La procession débute sous le regard intrigué des passants et des travailleurs. «Toutes mes condoléances», lâche, amusé, un jeune homme avant de s’engouffrer dans le ministère, dont les portes ont été soigneusement fermées. Après quelques minutes de marche, la colonne se fige sous les fenêtres de la Chancellerie avant de se disposer en arc de cercle autour de la tombe factice. Touristes et badauds dégainent leur smartphone pour immortaliser la scène inédite qui vient troubler le calme du très chic quartier parisien, célèbre pour ses maisons de mode et boutiques de luxe. «Ils ont raison de manifester.

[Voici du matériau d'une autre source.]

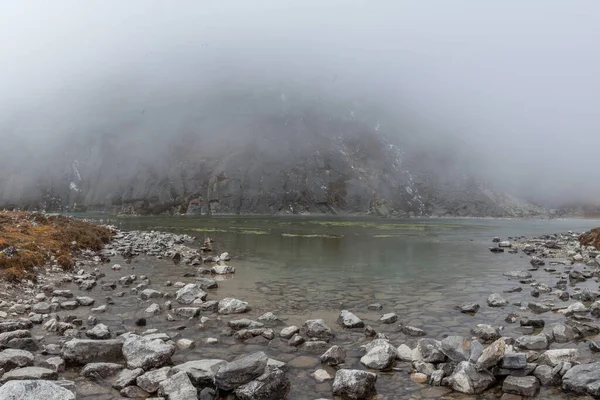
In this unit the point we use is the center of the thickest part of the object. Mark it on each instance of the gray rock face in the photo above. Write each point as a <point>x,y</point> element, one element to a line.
<point>431,350</point>
<point>101,370</point>
<point>272,385</point>
<point>29,373</point>
<point>150,380</point>
<point>349,320</point>
<point>354,384</point>
<point>521,385</point>
<point>98,332</point>
<point>456,348</point>
<point>189,293</point>
<point>317,328</point>
<point>495,300</point>
<point>201,372</point>
<point>12,358</point>
<point>84,351</point>
<point>232,306</point>
<point>583,379</point>
<point>336,355</point>
<point>34,389</point>
<point>380,355</point>
<point>178,387</point>
<point>239,372</point>
<point>141,352</point>
<point>466,379</point>
<point>126,377</point>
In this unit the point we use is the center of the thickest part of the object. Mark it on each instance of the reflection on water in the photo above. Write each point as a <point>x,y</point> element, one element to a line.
<point>305,267</point>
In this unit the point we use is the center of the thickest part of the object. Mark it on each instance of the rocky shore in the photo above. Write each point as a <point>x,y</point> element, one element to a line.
<point>60,339</point>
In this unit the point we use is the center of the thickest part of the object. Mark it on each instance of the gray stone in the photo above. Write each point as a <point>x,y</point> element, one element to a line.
<point>84,351</point>
<point>126,377</point>
<point>201,372</point>
<point>522,385</point>
<point>456,348</point>
<point>380,355</point>
<point>102,370</point>
<point>150,380</point>
<point>349,320</point>
<point>232,306</point>
<point>317,328</point>
<point>354,384</point>
<point>272,385</point>
<point>466,379</point>
<point>239,372</point>
<point>12,358</point>
<point>141,352</point>
<point>336,355</point>
<point>34,389</point>
<point>178,387</point>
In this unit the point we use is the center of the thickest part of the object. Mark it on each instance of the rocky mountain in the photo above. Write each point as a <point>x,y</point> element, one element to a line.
<point>260,152</point>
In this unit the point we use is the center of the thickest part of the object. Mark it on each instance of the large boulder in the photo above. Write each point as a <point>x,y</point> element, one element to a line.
<point>380,355</point>
<point>189,293</point>
<point>467,379</point>
<point>145,353</point>
<point>84,351</point>
<point>272,385</point>
<point>201,372</point>
<point>317,328</point>
<point>354,384</point>
<point>34,389</point>
<point>239,372</point>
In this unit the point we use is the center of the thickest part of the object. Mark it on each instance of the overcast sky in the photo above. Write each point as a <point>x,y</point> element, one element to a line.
<point>518,80</point>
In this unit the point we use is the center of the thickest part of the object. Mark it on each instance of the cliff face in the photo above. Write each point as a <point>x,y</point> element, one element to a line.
<point>266,155</point>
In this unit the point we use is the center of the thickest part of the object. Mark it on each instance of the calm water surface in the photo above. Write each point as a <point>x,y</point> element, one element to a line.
<point>307,267</point>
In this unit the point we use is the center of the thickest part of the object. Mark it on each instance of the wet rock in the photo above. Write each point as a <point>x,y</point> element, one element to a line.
<point>289,331</point>
<point>354,384</point>
<point>98,332</point>
<point>485,332</point>
<point>239,372</point>
<point>514,361</point>
<point>349,320</point>
<point>26,373</point>
<point>336,355</point>
<point>317,328</point>
<point>537,342</point>
<point>189,293</point>
<point>522,385</point>
<point>141,352</point>
<point>232,306</point>
<point>456,348</point>
<point>556,356</point>
<point>35,389</point>
<point>11,359</point>
<point>583,379</point>
<point>491,355</point>
<point>388,318</point>
<point>380,355</point>
<point>84,351</point>
<point>151,379</point>
<point>178,387</point>
<point>126,377</point>
<point>272,385</point>
<point>431,350</point>
<point>201,372</point>
<point>100,370</point>
<point>466,379</point>
<point>496,300</point>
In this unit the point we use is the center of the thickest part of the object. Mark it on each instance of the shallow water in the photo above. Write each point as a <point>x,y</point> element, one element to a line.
<point>307,267</point>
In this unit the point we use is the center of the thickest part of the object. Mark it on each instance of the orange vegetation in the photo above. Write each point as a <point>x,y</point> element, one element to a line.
<point>29,239</point>
<point>590,238</point>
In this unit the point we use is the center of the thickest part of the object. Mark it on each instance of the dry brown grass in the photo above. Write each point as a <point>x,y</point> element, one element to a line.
<point>29,239</point>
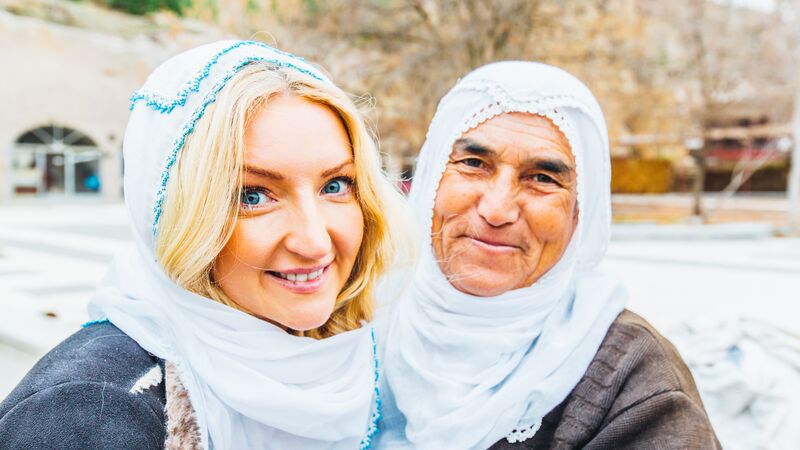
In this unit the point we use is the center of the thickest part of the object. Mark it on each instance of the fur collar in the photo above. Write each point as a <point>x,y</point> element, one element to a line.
<point>183,432</point>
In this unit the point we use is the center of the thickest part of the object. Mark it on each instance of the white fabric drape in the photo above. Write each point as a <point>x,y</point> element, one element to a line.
<point>466,371</point>
<point>251,384</point>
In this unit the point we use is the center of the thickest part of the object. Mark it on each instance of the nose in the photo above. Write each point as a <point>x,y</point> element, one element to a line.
<point>309,237</point>
<point>498,205</point>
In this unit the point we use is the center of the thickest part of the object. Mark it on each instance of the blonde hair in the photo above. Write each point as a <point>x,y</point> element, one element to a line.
<point>193,229</point>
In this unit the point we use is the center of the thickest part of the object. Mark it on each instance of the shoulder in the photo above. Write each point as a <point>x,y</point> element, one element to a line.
<point>96,389</point>
<point>644,358</point>
<point>637,392</point>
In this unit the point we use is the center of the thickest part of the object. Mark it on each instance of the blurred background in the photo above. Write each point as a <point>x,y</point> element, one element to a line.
<point>702,99</point>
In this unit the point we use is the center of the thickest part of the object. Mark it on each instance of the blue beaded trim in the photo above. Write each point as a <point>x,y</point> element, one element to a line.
<point>165,105</point>
<point>189,126</point>
<point>366,443</point>
<point>94,322</point>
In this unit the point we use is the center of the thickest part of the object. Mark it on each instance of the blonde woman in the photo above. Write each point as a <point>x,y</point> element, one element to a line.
<point>261,221</point>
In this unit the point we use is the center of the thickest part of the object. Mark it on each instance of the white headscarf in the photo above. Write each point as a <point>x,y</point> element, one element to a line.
<point>252,384</point>
<point>466,371</point>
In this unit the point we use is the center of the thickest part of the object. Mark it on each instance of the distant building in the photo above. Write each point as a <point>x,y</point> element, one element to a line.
<point>65,95</point>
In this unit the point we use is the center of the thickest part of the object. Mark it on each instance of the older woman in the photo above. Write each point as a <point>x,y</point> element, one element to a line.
<point>510,337</point>
<point>261,221</point>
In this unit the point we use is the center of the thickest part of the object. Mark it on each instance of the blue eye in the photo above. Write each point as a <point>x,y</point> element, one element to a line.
<point>253,197</point>
<point>542,178</point>
<point>337,186</point>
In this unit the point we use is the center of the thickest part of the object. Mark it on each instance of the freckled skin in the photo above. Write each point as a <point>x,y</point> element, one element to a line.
<point>301,226</point>
<point>525,213</point>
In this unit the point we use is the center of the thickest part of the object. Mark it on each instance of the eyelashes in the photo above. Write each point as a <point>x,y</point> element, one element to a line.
<point>257,197</point>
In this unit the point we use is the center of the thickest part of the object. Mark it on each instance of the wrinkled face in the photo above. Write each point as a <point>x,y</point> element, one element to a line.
<point>294,246</point>
<point>506,206</point>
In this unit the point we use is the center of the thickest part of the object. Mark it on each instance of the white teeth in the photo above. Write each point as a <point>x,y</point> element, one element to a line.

S’il n’y a plus d’avocats et de petits cabinets pour nous défendre, c’est nous qui allons en pâtir, souffle un passant. Les élites nous ont bien eus. C’est la nouvelle France maintenant.»

«Le mouvement ne s’essouffle pas, promet Caroline Mécary, avocate à Paris. Les défenses massives continuent et nous avons délivré de multiples assignations à l’Etat. Malgré l’opinion publique défavorable et l’avis du Conseil d’Etat qui a étrillé le gouvernement, nous sommes face à un mur. Le pouvoir refuse de discuter. Mais le projet doit encore être discuté au Sénat. La partie n’est pas encore jouée.» Jeudi, dans des propos rapportés par le Point, Emmanuel Macron s’est dit «très agacé par la gestion de la colère des avocats par le gouvernement à l’occasion de la réforme des retraites». Il a également déclaré ne pas comprendre «pourquoi, alors que nombre de fronts avec d’autres secteurs professionnels, inquiets par cette réforme, ont été déminés, celui-ci perdure». «Comme c’est dommage, il est agacé, le pauvre. Il dirige tout et on l’ennuie», ironise une avocate, rose blanche à la main et masque chirurgical frappé d’un «49.3» sur le visage.

Après une petite heure de déambulations et d’une cérémonie funéraire emblématique, les grévistes déposent une gerbe de fleurs aux pieds des agents et de quelques CRS venus spécialement devant la Chancellerie. «Emmanuel Macron, si tu pars en prison on ne te défendra pas !» chantent en chœur les manifestants.